Según DAR, uno de esos desafíos es el fortalecimiento del Sistema Nacional de Evaluación de Impacto Ambiental (SEIA), con la incorporación de la opinión técnica previa del sector Salud que sea vinculante a los Estudios de Impacto Ambiental (EIA). Además, el nuevo gobierno debe responder al pedido de las organizaciones indígenas de impulsar la consulta previa de los EIA de los proyectos de inversión.

También pierden…

“Ideología de género” es el término que usan los candidatos Castillo y Fujimori para referirse con desprecio al enfoque de igualdad de género del Currículo Nacional de Educación Básica, implementado por el Ministerio de Educación desde el 2017.

Durante la campaña, la candidata de Fuerza Popular aseguró que “eliminará” la “ideología de género”; mientras que el postulante de Perú Libre dijo estar “en contra” del enfoque de género. Aunque lo avanzado todavía es incipiente, ¿se retrocederá? Le consultamos a Diana Miloslavich Túpac, vocera del Centro de la Mujer Peruana Flora Tristan.

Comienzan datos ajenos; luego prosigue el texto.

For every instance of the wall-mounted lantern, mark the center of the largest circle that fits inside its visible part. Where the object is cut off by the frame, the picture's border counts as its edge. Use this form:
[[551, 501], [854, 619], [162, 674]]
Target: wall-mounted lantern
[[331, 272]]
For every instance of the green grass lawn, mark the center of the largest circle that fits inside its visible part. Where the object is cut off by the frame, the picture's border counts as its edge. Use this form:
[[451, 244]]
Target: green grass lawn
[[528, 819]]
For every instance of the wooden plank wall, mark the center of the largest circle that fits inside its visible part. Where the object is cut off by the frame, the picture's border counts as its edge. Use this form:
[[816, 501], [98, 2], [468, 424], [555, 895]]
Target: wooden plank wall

“Nosotros seguiremos insistiendo en levantar nuestra agenda de los derechos sexuales y reproductivos, el derecho a vivir libres de violencia”, insiste Miloslavich Túpac, ante el panorama incierto. “Estaremos vigilantes a quién gane, para que los avances que hay en el Ejecutivo, donde están las políticas de igualdad de género en los ministerios de la Mujer, Salud y Educación, continúen y no haya retrocesos y más bien tengamos avances”, añade.

De algo está segura la activista: con Fuerza Popular ya tienen experiencias desagradables. En el 2018, por ejemplo, desde la sociedad civil se inició la campaña ‘Déjala decidir’, que promovía la despenalización del aborto para los casos de violaciones y malformaciones congénitas. Pero la iniciativa fue sepultada por el Congreso de ese año, cuando los naranjas tenían la mayoría parlamentaria.

En una columna publicada en la web Pata Amarilla, Miloslavic, en una reflexión más íntima escribió: “Quiero imaginar un Congreso que dialogue y un Estado cuyo centro sean las personas, las mujeres, nuestros pueblos olvidados, la comunidad LGTBI. Quiero imaginar un lugar de diferentes en diálogo permanente. Lo que hemos vivido las últimas semanas es una guerra entre peruanos y peruanas”.

Al cierre de esta edición, el candidato Pedro Castillo, que recientemente ha tenido frases misóginas y transfóbicas, se reunió con organizaciones y activistas de diversos espacios sociales, entre ellos la comunidad LGTBIQ+. Rechazó ser machista, pero no se conoce compromisos concretos hasta ahora.